Ratwani blames higher-than-anticipated start-up costs and maintenance of the building, which Cause investors own. Electrical problems have plagued the building, along with air-conditioning issues. He says the Cause team has received emails from people since its opening asking how to help, so they thought it made sense to mount a crowdfunding campaign for the A.C. overhaul. Ultimately, Cause raised only $1,238 of its $11,000 goal. Nonetheless, Ratwani says that because of the public campaign, people with air-conditioning expertise offered to help with temporary repairs at no cost. The restaurant still hasn’t found a long-term solution for its A.C. woes.

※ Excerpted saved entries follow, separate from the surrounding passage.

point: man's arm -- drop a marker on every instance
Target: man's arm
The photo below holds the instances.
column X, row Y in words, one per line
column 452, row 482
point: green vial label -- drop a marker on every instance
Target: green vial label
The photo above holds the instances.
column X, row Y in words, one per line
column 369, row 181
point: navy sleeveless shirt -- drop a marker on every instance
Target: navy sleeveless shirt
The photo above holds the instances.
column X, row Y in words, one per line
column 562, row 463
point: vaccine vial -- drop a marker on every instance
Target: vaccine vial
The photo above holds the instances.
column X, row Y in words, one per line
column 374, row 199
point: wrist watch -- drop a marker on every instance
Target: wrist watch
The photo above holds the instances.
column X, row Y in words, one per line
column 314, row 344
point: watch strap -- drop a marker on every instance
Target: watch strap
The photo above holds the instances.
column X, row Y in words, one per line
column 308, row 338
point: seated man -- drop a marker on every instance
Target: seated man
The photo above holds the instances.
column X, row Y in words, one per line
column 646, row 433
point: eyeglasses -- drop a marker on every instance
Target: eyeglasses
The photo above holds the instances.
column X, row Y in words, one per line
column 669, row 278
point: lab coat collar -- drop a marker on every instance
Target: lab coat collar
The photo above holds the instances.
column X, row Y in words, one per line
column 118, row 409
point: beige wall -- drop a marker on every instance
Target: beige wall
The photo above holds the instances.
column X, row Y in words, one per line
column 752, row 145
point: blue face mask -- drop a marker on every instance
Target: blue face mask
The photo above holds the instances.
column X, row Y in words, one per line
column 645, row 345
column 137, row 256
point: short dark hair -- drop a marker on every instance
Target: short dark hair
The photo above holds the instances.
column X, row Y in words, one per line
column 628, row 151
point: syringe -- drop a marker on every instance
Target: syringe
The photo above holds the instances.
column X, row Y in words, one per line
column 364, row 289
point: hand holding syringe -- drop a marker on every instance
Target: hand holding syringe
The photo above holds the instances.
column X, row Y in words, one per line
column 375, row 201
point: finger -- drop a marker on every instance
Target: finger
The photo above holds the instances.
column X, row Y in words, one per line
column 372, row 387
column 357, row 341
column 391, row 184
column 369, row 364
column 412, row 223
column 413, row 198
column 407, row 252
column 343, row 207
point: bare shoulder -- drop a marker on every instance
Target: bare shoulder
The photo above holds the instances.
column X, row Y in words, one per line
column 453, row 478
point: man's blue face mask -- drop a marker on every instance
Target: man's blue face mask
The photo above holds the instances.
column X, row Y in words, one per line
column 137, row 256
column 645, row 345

What Ratwani didn’t expect were some of the negative reactions. He takes particular issue with comparisons of the air-conditioner campaign to a bailout. He points out that the campaign was completely voluntary, and those who gave money will receive incentive gifts in return, such as cocktails, dinner, or T-shirts.
Aside from the material challenges, Ratwani says one of Cause’s biggest obstacles is getting diners to understand the restaurant’s mission and model.
“For some folks, there can be a lot of disbelief in what we’re doing. This really is for real. We really are trying to give away all of our profits and make this model work, and sometimes there are folks who are really sarcastic around that, just sort of disbelievers,” Ratwani says. “I’m happy to entertain skeptics, but sometimes that can get a little out of control.”
Ratwani is reluctant to share his projections going forward. He’s learned how difficult it is to get them right. Still, he says he and his co-founders are in it for the long haul. And even if they didn’t bring in the initial profits they sought, they’re not giving up any time soon.
“I don’t know that we have it 100 percent right…This is sort of experimental and this is new,” Ratwani says. “And we’re not exactly sure what’s going to happen.”